Nava to have cyst in left wrist surgically removed

Nava to have cyst in left wrist surgically removed
NEW YORK -- Daniel Nava's headed for offseason surgery on his left wrist, where a cyst hurt his production down the stretch.

"It's a very minor thing," Nava said after the Red Sox's final game of the season, a 14-2 loss to the Yankees. "No one's expecting any problems or things like that. Simple go in, take it out and be good to go."

Exactly how much recovery time Nava will need is still a little unclear, but he reiterated it won't interfere with his offseason significantly.

"I'm still learning on how long it's going to be," Nava said. "Anywhere from just a couple weeks in a splint, but after that it'll be fine, good to do everything just as normal."

Nava, who started the season in the Minors and wasn't invited to Spring Training, wasn't the same player in the second half, and the wrist contributed to that. The 29-year-old hit .324 in June, but his best average in a month afterward was .235, in September.

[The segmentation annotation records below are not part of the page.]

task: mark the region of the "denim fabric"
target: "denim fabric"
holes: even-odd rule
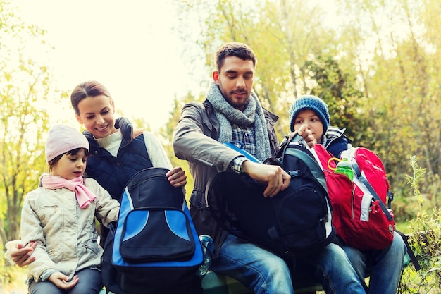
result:
[[[256,294],[293,294],[291,275],[281,258],[228,235],[211,270],[240,281]]]
[[[371,294],[395,294],[401,278],[403,260],[407,250],[406,244],[398,234],[387,248],[383,250],[360,251],[349,246],[342,246],[359,277],[363,278],[371,271],[369,287]]]
[[[297,259],[295,264],[297,271],[310,273],[321,283],[328,294],[365,293],[349,259],[335,244],[330,244],[319,254]],[[240,281],[256,294],[294,293],[291,272],[283,259],[231,235],[227,236],[211,270]]]
[[[78,283],[70,290],[60,289],[49,281],[35,283],[29,286],[30,294],[97,294],[103,288],[101,271],[97,269],[86,269],[78,271]]]
[[[299,259],[296,269],[315,269],[311,274],[327,294],[365,294],[349,259],[337,245],[330,243],[316,255]]]

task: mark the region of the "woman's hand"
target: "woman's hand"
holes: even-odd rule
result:
[[[56,271],[49,276],[49,281],[55,284],[60,289],[72,289],[78,283],[78,276],[75,276],[72,280],[69,281],[69,277],[59,271]]]

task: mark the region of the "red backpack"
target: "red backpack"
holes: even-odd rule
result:
[[[393,213],[385,203],[390,196],[389,181],[380,158],[364,147],[350,148],[340,154],[351,161],[354,180],[335,173],[336,164],[321,145],[314,147],[326,176],[333,207],[333,225],[337,236],[359,250],[382,250],[394,237]],[[391,198],[392,200],[392,198]]]

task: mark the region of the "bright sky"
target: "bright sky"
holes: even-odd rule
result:
[[[190,76],[185,67],[169,0],[11,1],[27,25],[46,30],[44,39],[54,49],[34,58],[49,63],[59,90],[70,93],[81,82],[98,80],[117,109],[144,118],[153,130],[167,122],[175,97],[205,90],[199,84],[210,73]],[[332,1],[316,2],[328,6],[327,11],[334,8]],[[61,114],[65,119],[71,115],[75,123],[73,113]]]
[[[12,0],[12,6],[26,24],[47,31],[44,39],[55,47],[49,66],[60,90],[70,93],[81,82],[98,80],[117,109],[156,130],[168,121],[175,96],[195,88],[171,30],[177,17],[168,0]]]

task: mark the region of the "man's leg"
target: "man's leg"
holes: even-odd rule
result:
[[[330,243],[320,252],[297,261],[296,269],[304,263],[315,267],[314,276],[328,294],[365,294],[355,270],[343,250]]]
[[[387,248],[373,255],[369,293],[395,294],[399,283],[403,259],[407,248],[398,233]],[[350,257],[349,257],[350,259]]]
[[[252,243],[228,235],[211,270],[234,278],[256,294],[293,294],[290,270],[283,259]]]
[[[78,275],[78,283],[68,292],[70,294],[97,294],[103,288],[101,271],[98,269],[85,269],[75,274]]]

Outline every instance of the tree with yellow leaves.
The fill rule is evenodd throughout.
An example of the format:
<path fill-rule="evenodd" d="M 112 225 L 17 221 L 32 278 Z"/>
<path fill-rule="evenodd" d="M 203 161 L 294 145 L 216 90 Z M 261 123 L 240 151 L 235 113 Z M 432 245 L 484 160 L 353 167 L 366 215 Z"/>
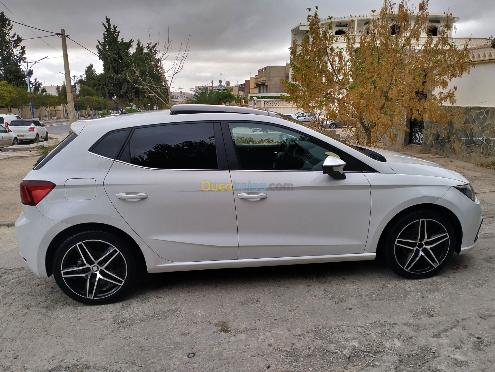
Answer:
<path fill-rule="evenodd" d="M 291 48 L 292 81 L 287 99 L 305 111 L 323 110 L 330 119 L 354 122 L 359 144 L 393 143 L 412 120 L 448 120 L 441 105 L 455 102 L 452 79 L 469 73 L 467 45 L 457 48 L 446 21 L 431 32 L 428 2 L 417 9 L 402 0 L 385 0 L 366 33 L 348 26 L 346 47 L 335 45 L 332 22 L 323 24 L 318 8 L 307 20 L 309 32 Z M 375 15 L 376 14 L 376 15 Z M 329 17 L 328 20 L 331 20 Z"/>

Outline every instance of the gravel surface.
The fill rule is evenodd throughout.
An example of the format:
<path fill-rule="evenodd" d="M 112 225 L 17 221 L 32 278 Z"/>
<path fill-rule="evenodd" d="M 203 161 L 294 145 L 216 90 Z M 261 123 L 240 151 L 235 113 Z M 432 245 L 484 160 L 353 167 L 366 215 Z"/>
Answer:
<path fill-rule="evenodd" d="M 474 250 L 426 279 L 378 261 L 154 274 L 90 307 L 31 273 L 0 227 L 0 371 L 493 371 L 495 172 L 429 160 L 472 181 L 485 222 Z M 24 161 L 0 160 L 15 200 Z M 13 222 L 20 203 L 0 201 Z"/>

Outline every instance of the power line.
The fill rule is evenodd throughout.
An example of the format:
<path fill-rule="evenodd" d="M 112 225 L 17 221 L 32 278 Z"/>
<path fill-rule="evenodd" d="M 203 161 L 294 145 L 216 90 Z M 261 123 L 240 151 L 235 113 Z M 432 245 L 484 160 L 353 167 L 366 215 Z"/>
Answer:
<path fill-rule="evenodd" d="M 42 38 L 48 38 L 50 37 L 50 36 L 58 36 L 58 35 L 56 34 L 53 34 L 52 35 L 46 35 L 45 36 L 38 36 L 37 38 L 28 38 L 27 39 L 23 39 L 22 40 L 23 41 L 24 41 L 24 40 L 32 40 L 35 39 L 42 39 Z"/>
<path fill-rule="evenodd" d="M 16 18 L 17 19 L 19 20 L 19 22 L 22 22 L 22 21 L 21 20 L 21 19 L 20 18 L 19 18 L 17 16 L 16 16 L 15 14 L 14 14 L 14 12 L 12 10 L 11 10 L 10 9 L 9 9 L 8 7 L 7 6 L 7 5 L 6 5 L 5 4 L 4 4 L 3 2 L 3 1 L 1 1 L 1 0 L 0 0 L 0 4 L 1 4 L 2 5 L 3 5 L 4 6 L 5 6 L 5 7 L 7 9 L 7 10 L 8 10 L 9 12 L 10 12 L 10 13 L 11 13 L 12 14 L 12 15 L 14 17 L 15 17 L 15 18 Z M 19 23 L 19 22 L 15 22 L 15 21 L 11 21 L 11 20 L 9 20 L 11 21 L 11 22 L 13 22 L 14 23 Z M 28 28 L 29 28 L 29 30 L 31 32 L 32 32 L 33 34 L 34 34 L 35 35 L 36 35 L 37 36 L 39 37 L 40 36 L 40 35 L 39 35 L 38 34 L 37 34 L 36 32 L 35 32 L 34 31 L 33 31 L 31 29 L 31 28 L 36 28 L 36 27 L 30 28 L 30 26 L 27 26 L 27 25 L 24 24 L 24 23 L 19 23 L 19 24 L 24 25 L 24 26 L 25 26 L 27 27 L 28 27 Z M 38 29 L 38 28 L 37 28 L 36 29 L 37 30 L 40 30 L 40 31 L 45 31 L 45 30 L 41 30 L 40 29 Z M 50 33 L 51 33 L 52 34 L 56 34 L 57 33 L 56 32 L 51 32 L 51 31 L 45 31 L 45 32 L 50 32 Z M 61 54 L 62 54 L 62 52 L 61 52 L 60 50 L 59 50 L 56 48 L 55 48 L 55 47 L 53 47 L 53 46 L 52 46 L 51 45 L 50 45 L 48 43 L 47 43 L 46 41 L 45 41 L 45 40 L 44 40 L 43 39 L 41 39 L 41 41 L 42 42 L 43 42 L 43 43 L 44 43 L 45 44 L 46 44 L 47 45 L 48 45 L 49 46 L 50 46 L 50 48 L 51 48 L 52 49 L 55 49 L 57 52 L 58 52 L 59 53 L 60 53 Z M 72 58 L 71 58 L 71 60 L 72 60 Z"/>
<path fill-rule="evenodd" d="M 86 46 L 82 46 L 81 44 L 80 44 L 79 43 L 78 43 L 77 42 L 76 42 L 74 39 L 71 39 L 69 37 L 69 35 L 65 35 L 65 36 L 67 37 L 67 38 L 69 40 L 72 40 L 73 42 L 74 42 L 74 43 L 75 43 L 76 44 L 77 44 L 78 46 L 79 46 L 81 47 L 84 48 L 84 49 L 85 49 L 87 50 L 88 50 L 88 51 L 90 52 L 90 53 L 93 53 L 97 57 L 98 57 L 99 58 L 99 56 L 98 55 L 98 54 L 97 54 L 96 53 L 95 53 L 95 52 L 94 52 L 93 50 L 90 50 L 88 48 L 87 48 Z"/>
<path fill-rule="evenodd" d="M 1 2 L 1 1 L 0 1 L 0 2 Z M 1 3 L 3 4 L 3 3 L 1 2 Z M 4 6 L 5 6 L 4 4 Z M 6 8 L 7 7 L 5 6 L 5 7 Z M 8 9 L 8 8 L 7 8 Z M 9 10 L 10 10 L 10 9 L 9 9 Z M 11 13 L 12 12 L 10 12 Z M 12 13 L 12 14 L 14 14 L 13 13 Z M 14 15 L 15 16 L 15 18 L 17 18 L 17 16 L 16 16 L 15 14 L 14 14 Z M 17 18 L 17 19 L 19 19 L 19 18 Z M 55 34 L 57 35 L 60 35 L 60 33 L 59 32 L 55 32 L 55 31 L 48 31 L 46 30 L 43 30 L 43 29 L 41 29 L 41 28 L 38 28 L 37 27 L 35 27 L 33 26 L 28 26 L 28 25 L 25 24 L 24 23 L 22 23 L 20 22 L 16 22 L 15 21 L 13 21 L 11 19 L 9 19 L 8 20 L 10 21 L 10 22 L 13 22 L 14 23 L 17 23 L 18 25 L 22 25 L 22 26 L 25 26 L 26 27 L 29 27 L 29 28 L 34 28 L 35 30 L 39 30 L 40 31 L 43 31 L 44 32 L 49 32 L 50 34 Z M 19 19 L 19 20 L 20 21 L 21 20 Z M 50 36 L 51 36 L 51 35 L 50 35 Z"/>

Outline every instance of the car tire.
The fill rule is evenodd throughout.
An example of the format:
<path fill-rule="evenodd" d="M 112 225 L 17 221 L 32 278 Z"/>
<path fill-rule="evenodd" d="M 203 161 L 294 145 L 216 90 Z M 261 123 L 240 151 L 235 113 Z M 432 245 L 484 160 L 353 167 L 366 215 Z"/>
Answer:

But Nava wanted to be out there as long as he could on a team in dire straits.

"Yeah, it definitely made things a little more difficult and challenging, but I was glad to get out there and play through it," Nava said. "It definitely was [a point of pride] I didn't end the season on the DL. I wanted to get back out there and play. Basically, if I physically wasn't able to go was the only way I was going to say, 'All right, enough is enough.'

"Considering how [the season started] and to where it is now, I'm definitely happy. ... It's baseball and there's things I'd like to work on and get better, but as a whole, I feel blessed to have this opportunity -- and hopefully everyone else saw some good things, too."

Nava's final numbers for 2012 included a .243 average, six home runs and an impressive .354 on-base percentage. A switch-hitter, he was much more effective against right-handed pitchers, with a .385 OBP.

Asked if his goal was to come into Spring Training and win a job next year, Nava said he's going to have to wait before making those kinds of declarations.

"I'm going to let it settle a little bit, but also because there's so much turnover that's going to happen," Nava said. "Who knows what's going to happen next year."